Una gran folla attendeva Gesù alle porte di Gerusalemme, diversa da quella che sarà reclutata poco dopo dai Farisei per farlo condannare. Il popolo lo accoglie come un vero re, sebbene cavalchi un puledro d’asina. Tappeti e fronde dei campi stesi a terra: “Osanna al figlio di Davide!” che vuol dire salvaci… “«Osanna nel più alto dei cieli!” e cioè la salvezza viene da Dio. Gli ebrei avevano bisogno di un capo, di un messia, di un liberatore che avrebbe cacciato gli invasori romani per restaurare finalmente il Regno di Davide.
Ma questo messia, tanto atteso, era decisamente diverso dalle aspettative. Il suo Regno infatti non doveva imporsi su nessun nemico perché i nemici dell’uomo non sono ‘fuori’ ma dentro il suo cuore dove abita l’incapacità di amare. La parola amore viene da ‘a-mur’ che significa ‘senza muro’, senza barriere; amare è dunque la possibilità di oltrepassare un muro, quello che separa gli uomini tra loro, assumendo il rischio che questo muro crolli addosso seppellendo tutto sotto le macerie. È quello che fa Gesù.
Le folle lo acclamano, addirittura alcuni greci lo cercano, tutto sembra confermare il suo successo eppure, poche ore dopo, la scelta di credere in questo amore lo avrebbe lasciato completamente solo. La solitudine di Cristo ha inizio proprio quando si riunisce con i discepoli per l’ultima cena. Nel suo percorso dalla nascita alla resurrezione fu quello il momento della crisi attraverso il quale doveva passare, il momento in cui tutto è esploso.
È stato venduto da uno dei suoi amici; la pietra, Pietro, è stato sul punto di rinnegarlo; la maggioranza dei discepoli sarebbe fuggita, escluso le donne che lo seguirono fin sotto la croce. Ebbene, Gesù non si è sottratto a questa crisi anzi se ne è impossessato. Si è impadronito del tradimento, dell’abbandono dell’amore, e ha mutato tutto in un dono: “Io mi consegno a voi mentre voi state per consegnarmi ai Romani perché mi uccidano. State per abbandonarmi alla morte ma io ne faccio un occasione per dare tutto me stesso, ora e per sempre”. L’amore vero si rivela di fronte a simili crisi dove sembra che tutto il mondo crolli all’improvviso. Aprirsi all’amore è decisamente pericoloso!
In quella notte, che la chiesa ricorda da duemila anni nella santa messa, i discepoli vissero la loro prima eucarestia vedendo e celebrando il rischio d’amare. Di fronte alla paura e all’angoscia di morire, Cristo risponde continuando ad amare e amare significa non scappare dalla vita. La ricompensa? Che senza il rischio d’amare non si capirà mai niente della vita, di se stessi, di Dio. In quella notte Dio lascia l’uomo libero di scegliere.

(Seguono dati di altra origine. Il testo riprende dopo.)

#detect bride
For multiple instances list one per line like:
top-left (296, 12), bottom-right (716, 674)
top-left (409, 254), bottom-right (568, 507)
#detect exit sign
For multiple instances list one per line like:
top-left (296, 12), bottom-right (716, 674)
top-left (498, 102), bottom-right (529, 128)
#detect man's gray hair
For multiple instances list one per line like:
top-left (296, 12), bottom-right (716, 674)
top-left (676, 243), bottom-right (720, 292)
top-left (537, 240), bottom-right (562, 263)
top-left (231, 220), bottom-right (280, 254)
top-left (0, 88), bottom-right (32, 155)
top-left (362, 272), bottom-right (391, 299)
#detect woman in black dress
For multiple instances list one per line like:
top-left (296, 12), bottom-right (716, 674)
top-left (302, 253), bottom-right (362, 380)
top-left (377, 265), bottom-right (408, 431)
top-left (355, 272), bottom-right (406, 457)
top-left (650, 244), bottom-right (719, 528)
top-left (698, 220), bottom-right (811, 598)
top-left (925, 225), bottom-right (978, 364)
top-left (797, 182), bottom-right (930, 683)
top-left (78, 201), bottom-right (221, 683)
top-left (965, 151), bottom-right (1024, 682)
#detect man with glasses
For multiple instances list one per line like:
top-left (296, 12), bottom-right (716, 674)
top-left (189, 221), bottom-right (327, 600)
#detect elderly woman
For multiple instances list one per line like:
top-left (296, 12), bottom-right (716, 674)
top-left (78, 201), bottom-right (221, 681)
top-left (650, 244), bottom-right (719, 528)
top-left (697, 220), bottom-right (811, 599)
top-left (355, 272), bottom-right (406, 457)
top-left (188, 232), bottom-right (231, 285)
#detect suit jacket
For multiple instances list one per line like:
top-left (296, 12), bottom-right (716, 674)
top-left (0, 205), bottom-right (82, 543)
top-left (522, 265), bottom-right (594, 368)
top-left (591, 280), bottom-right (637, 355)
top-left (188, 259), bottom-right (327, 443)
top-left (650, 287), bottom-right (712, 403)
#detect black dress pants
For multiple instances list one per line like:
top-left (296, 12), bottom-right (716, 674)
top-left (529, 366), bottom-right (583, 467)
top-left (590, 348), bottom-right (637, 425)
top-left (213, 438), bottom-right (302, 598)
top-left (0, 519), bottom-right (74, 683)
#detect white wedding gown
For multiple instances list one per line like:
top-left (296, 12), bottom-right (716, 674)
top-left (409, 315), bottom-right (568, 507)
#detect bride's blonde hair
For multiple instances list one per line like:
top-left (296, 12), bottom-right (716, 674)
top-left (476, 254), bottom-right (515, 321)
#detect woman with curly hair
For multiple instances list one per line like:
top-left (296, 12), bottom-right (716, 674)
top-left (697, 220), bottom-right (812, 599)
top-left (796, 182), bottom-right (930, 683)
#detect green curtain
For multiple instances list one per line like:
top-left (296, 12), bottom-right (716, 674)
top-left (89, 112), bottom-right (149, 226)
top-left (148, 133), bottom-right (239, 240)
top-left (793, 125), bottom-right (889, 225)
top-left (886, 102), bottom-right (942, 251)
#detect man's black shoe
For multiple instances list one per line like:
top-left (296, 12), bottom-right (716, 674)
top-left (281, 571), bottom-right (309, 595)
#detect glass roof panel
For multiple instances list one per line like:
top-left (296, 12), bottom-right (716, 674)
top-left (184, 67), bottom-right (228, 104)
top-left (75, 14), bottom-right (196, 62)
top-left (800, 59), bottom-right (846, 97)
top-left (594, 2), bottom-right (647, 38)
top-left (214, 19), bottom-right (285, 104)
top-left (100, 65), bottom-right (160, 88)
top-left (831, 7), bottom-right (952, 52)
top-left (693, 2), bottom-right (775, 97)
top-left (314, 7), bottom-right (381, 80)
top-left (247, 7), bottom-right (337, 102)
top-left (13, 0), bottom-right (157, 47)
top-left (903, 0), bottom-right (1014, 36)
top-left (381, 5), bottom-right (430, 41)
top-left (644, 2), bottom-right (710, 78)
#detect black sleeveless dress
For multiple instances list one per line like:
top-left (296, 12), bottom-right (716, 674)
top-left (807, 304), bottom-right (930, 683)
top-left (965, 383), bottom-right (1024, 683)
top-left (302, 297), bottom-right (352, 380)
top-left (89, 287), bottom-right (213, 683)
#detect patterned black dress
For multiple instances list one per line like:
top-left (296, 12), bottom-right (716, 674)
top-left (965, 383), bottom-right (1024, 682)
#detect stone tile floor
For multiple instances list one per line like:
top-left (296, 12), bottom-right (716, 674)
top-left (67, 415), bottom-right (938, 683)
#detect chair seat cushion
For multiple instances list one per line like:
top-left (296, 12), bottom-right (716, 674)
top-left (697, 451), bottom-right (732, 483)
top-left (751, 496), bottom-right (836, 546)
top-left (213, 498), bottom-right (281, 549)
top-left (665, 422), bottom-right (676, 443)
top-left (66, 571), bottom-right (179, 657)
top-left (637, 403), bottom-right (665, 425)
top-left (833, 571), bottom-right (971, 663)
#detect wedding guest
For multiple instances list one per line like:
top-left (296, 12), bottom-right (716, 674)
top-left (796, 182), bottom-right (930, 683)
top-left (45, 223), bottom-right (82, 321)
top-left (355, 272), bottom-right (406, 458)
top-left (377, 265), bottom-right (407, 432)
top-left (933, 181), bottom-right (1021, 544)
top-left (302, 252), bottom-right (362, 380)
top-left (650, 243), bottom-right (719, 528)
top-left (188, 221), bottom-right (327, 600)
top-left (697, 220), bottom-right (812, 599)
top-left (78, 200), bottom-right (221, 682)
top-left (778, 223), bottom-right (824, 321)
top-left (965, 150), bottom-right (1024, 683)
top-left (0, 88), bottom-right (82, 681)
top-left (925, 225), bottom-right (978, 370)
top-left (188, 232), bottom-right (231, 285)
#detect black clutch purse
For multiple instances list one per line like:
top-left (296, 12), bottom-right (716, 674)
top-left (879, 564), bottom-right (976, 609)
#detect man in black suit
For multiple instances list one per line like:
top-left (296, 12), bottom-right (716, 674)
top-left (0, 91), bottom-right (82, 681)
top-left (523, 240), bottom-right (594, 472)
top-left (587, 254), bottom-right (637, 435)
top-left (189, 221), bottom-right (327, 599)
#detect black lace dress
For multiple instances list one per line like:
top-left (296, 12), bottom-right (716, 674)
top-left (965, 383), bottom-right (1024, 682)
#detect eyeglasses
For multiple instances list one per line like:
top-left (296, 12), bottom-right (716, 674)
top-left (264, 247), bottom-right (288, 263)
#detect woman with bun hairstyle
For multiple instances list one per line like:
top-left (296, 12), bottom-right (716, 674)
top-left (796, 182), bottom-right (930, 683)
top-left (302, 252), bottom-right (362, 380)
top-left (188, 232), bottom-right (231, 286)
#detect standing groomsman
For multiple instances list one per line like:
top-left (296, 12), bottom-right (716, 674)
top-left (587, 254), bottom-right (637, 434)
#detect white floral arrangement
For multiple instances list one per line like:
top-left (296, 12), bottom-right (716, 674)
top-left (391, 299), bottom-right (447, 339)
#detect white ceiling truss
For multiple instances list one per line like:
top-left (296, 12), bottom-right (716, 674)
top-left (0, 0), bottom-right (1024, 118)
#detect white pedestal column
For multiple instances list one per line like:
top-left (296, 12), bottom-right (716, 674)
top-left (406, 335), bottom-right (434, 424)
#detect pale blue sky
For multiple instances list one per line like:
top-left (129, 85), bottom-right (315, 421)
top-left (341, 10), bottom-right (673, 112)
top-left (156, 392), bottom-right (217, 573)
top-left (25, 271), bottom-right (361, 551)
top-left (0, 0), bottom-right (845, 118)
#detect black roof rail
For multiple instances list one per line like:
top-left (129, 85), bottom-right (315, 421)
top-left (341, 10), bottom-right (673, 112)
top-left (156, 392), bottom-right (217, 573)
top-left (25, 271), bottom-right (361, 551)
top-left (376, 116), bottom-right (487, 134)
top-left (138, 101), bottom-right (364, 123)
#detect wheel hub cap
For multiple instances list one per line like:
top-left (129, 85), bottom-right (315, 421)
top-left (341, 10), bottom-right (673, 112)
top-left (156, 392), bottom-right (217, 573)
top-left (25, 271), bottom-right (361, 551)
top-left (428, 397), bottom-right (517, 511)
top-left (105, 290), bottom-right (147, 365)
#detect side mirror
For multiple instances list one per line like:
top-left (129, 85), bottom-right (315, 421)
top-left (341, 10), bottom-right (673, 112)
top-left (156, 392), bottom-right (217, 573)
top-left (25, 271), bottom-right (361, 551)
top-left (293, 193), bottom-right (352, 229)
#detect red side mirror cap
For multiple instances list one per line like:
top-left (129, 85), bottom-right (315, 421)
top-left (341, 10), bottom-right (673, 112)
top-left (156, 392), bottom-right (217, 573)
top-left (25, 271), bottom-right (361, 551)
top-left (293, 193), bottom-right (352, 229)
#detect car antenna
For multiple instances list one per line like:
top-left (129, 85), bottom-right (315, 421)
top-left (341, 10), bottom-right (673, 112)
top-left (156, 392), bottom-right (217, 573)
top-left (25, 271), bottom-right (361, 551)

L’idea di un cristianesimo fondato sul ‘dono di sé’ deve sempre fare i conti con questo rischio, altrimenti si cade nell’alienazione di un’ideologia religiosa lontana anni luce dalla realtà della vita e dell’amore.
Ecco perché è molto facile credere di amare quando in realtà si è solo prigionieri di un solipsismo spirituale, un amore a senso unico, chiuso in se stesso, che non si mette mai in gioco e che quindi non rischia mai niente e per nessuno. Il filosofo e psicanalista tedesco Eric Fromm definisce l’amore molto di più che un sentimento; esso è fatto da ‘azioni’ che esprimono l’impegno di un un legame duraturo, che non si dissolve nel tempo e che soprattutto si assume il peso della vita dell’altro, delle contraddizioni e dei rinnegamenti che l’amore porta sempre con sé.
L’incapacità di amare di Pietro e Giuda nasce dalla paura di rischiare, di dare la propria vita per amore, un amore che non crolla, che non si corrompe, che non si vende, che non indietreggia. Amare è un sì alla vita al di là dei legami di sangue, al di là della biologia, al di là della genealogia. La vita umana per umanizzarsi ha bisogno di questo sì, ha bisogno che qualcuno risponda nel buio della notte, e dunque che qualcuno dia un senso alla vita: amore e fede sono intimamente legati, sono la medesima cosa.